It depends on what you consider homebrewed.

The majority of my elites and solos are homebrewed (basically anything that isn't iconic), but normal monsters and minions I tend to just pull from the compendium and refluff.
 

Yeah, I refluff monsters all the time and give them minor stat and power changes to make them more interesting and help dictate the course of a fight.


I like putting a curveball in the fight, so the party has to make choices. Last night I gave a monster a fire aura that does 5 damage when the character starts a turn adjacent or does 5 damage when the creature is damaged. But 10 fire when the character left the aura. So the party was trying to keep it away from them rather desperately. It was fun.
 


I like putting a curveball in the fight, so the party has to make choices. Last night I gave a monster a fire aura that does 5 damage when the character starts a turn adjacent or does 5 damage when the creature is damaged. But 10 fire when the character left the aura. So the party was trying to keep it away from them rather desperately. It was fun.

Nice one!

Yeah, when I'm talking about homebrewed, I'm not counting refluffed unless there is a major rewrite involved. I'm talking about (in my case) writing up the Giant Yellow Scorpion, Enormous Yellow Scorpion, Crawling Apocalypse Terror, etc.
 

homebrew.. nothing bad about it but I often dont have the time. I do use a lot of monsters straight from monster manuals, but I do a lot of reskinning. most monsters are not directly recognizable. reskinning is easy and your friend (or at least MY friend).
 

homebrew.. nothing bad about it but I often dont have the time. I do use a lot of monsters straight from monster manuals, but I do a lot of reskinning. most monsters are not directly recognizable. reskinning is easy and your friend (or at least MY friend).
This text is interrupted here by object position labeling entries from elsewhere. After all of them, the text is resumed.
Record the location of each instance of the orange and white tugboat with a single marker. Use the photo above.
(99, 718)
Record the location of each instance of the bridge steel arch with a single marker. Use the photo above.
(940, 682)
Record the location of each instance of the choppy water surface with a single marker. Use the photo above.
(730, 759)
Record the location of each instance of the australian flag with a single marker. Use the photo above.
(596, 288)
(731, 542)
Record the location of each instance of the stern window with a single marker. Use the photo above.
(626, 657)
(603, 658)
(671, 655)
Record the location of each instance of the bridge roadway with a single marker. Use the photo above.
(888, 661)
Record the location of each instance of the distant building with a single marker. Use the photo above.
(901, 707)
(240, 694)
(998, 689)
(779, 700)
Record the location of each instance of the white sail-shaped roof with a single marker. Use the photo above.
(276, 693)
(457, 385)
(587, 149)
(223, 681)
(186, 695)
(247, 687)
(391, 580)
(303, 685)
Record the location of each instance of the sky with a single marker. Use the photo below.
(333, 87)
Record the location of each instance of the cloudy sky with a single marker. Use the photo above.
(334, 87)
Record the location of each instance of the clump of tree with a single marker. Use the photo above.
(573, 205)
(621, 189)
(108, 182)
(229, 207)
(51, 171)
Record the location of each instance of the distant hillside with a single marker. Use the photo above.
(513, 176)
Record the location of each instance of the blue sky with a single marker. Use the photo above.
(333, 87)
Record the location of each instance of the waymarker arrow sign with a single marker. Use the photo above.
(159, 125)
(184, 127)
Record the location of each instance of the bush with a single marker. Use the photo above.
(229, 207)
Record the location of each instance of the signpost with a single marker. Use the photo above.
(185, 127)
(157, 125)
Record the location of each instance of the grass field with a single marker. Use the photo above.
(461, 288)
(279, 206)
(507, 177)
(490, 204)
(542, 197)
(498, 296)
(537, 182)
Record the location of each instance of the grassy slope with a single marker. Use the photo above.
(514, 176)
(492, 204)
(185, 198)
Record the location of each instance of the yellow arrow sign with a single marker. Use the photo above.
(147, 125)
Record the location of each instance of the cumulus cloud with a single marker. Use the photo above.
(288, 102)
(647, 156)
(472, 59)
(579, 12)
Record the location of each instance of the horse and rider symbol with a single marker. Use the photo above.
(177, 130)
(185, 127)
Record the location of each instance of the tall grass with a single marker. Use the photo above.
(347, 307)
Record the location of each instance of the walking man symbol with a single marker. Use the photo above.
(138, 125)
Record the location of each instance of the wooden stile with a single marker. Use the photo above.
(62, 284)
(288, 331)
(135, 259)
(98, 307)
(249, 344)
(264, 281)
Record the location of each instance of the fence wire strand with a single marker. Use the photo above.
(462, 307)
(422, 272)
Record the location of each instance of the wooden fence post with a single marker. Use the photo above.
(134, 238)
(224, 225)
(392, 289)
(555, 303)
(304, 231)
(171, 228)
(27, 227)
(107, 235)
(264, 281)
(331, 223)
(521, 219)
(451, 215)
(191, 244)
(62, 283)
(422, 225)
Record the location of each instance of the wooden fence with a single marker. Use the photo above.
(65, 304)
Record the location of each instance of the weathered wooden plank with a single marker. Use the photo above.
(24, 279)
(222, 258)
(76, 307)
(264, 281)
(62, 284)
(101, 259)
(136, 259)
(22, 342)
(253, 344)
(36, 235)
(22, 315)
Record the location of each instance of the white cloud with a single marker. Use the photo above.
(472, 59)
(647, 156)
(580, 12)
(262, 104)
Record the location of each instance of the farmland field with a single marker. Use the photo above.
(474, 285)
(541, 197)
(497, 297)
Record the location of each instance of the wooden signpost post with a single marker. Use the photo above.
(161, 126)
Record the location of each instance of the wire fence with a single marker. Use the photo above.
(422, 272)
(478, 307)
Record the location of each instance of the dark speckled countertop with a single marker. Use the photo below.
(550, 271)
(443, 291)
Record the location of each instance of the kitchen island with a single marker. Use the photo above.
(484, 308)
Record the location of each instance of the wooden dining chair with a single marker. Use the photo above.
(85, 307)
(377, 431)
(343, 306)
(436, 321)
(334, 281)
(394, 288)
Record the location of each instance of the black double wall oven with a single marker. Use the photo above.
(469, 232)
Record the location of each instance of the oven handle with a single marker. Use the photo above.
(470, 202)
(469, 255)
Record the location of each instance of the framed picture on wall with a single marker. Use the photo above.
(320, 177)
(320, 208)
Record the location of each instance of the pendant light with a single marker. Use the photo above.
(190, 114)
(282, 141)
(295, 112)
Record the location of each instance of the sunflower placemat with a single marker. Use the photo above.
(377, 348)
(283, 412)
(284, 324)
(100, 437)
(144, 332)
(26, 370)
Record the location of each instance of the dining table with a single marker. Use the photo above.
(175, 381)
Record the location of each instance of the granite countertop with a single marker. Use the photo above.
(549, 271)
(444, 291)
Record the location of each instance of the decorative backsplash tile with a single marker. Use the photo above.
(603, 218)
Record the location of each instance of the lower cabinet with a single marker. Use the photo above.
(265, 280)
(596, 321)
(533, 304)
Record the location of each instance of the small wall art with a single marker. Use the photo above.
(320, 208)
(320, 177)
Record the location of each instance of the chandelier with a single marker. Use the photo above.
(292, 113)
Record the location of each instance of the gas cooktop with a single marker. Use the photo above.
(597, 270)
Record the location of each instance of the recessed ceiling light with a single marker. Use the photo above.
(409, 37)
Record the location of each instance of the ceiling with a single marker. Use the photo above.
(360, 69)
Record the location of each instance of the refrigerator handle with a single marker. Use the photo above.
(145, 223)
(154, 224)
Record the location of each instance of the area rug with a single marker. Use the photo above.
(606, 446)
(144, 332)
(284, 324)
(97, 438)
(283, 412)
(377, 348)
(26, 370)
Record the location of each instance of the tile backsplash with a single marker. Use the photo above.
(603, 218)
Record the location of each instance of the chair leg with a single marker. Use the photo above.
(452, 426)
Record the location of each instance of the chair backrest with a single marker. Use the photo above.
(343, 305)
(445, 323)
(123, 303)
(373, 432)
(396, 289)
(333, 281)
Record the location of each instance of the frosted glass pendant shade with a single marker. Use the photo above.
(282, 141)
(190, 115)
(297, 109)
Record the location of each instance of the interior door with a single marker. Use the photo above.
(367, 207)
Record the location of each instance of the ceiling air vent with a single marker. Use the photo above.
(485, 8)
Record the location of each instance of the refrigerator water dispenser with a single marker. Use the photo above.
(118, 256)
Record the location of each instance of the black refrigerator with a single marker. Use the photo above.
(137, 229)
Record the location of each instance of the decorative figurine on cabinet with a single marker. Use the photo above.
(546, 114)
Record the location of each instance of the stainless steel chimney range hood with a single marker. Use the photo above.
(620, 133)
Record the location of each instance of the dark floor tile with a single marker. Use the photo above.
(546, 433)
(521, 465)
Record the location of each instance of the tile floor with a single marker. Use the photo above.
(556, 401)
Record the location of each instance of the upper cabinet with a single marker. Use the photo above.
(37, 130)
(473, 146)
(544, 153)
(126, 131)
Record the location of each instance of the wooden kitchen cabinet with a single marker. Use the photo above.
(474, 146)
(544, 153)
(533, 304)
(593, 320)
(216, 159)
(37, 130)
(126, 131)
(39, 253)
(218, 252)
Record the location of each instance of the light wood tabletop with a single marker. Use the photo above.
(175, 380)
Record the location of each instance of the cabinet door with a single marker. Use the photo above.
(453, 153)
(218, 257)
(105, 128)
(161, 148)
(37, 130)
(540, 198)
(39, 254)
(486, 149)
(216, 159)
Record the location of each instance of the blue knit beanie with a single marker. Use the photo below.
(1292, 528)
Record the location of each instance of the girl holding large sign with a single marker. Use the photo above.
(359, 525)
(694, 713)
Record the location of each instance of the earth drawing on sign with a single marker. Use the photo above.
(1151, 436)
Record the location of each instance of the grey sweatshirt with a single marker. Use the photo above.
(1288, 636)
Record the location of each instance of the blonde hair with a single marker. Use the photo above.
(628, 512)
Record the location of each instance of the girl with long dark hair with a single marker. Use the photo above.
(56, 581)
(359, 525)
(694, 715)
Oh, I absolutely agree- in fact, the same adventure has some reskinned lvl 7 hobgoblin minions that I'm using as goblin bandits instead with a simple "swap racial powers" note. I didn't mean my earlier comments to sound like I was disparaging reskinning at all. :)

I think I have a fetish for making new monsters though... I remember in the 1e days having 2 or 3 spiral notebooks that were just homebrewed monsters (or write ups of monsters from other sources than D&D, such as the evil carnies in Something Wicked This Way Comes and a number of bad horror film monsters). (That's probably also why the loss of a good Monster Builder from DDI stings me so much.)
 

I alter nearly all the monsters my PCs face. Typical reasons include:

- De-Leveling to fit the challenge level, but still use thematically appropriate or interesting monsters.

- Adding powers to make the creature more dynamic and threatening without dropping huge damage bombs all the time.

- Adjusting the monsters to fit the combat setting. How would this orc tribe have adapted to living on top of massive rocks in a swamp? What strategies would help them survive.

- Making minions less lame. They are supposed to be bad guys, even if they are extras. Giving them a Trait that supports or fits with their boss just makes sense. Perhaps they run at the first sign of defeat, but their vicious bandit lord definitely taught them some tricks.
 

To be honest I can't remember the last time I used a monster right out of the book!

I put all my critters into masterplan and tamper with them incessantly... Even the bog standard Orcs, Goblins, etc tend to get tinkered with... Even on the fly I'll tend to apply a template to a critter I've never used before so...

I guess I love monster building, it's something I do in my idle moments and with the tools I use it's really a breeze to get most of them right (solos aside). My PCs seem to enjoy them tho!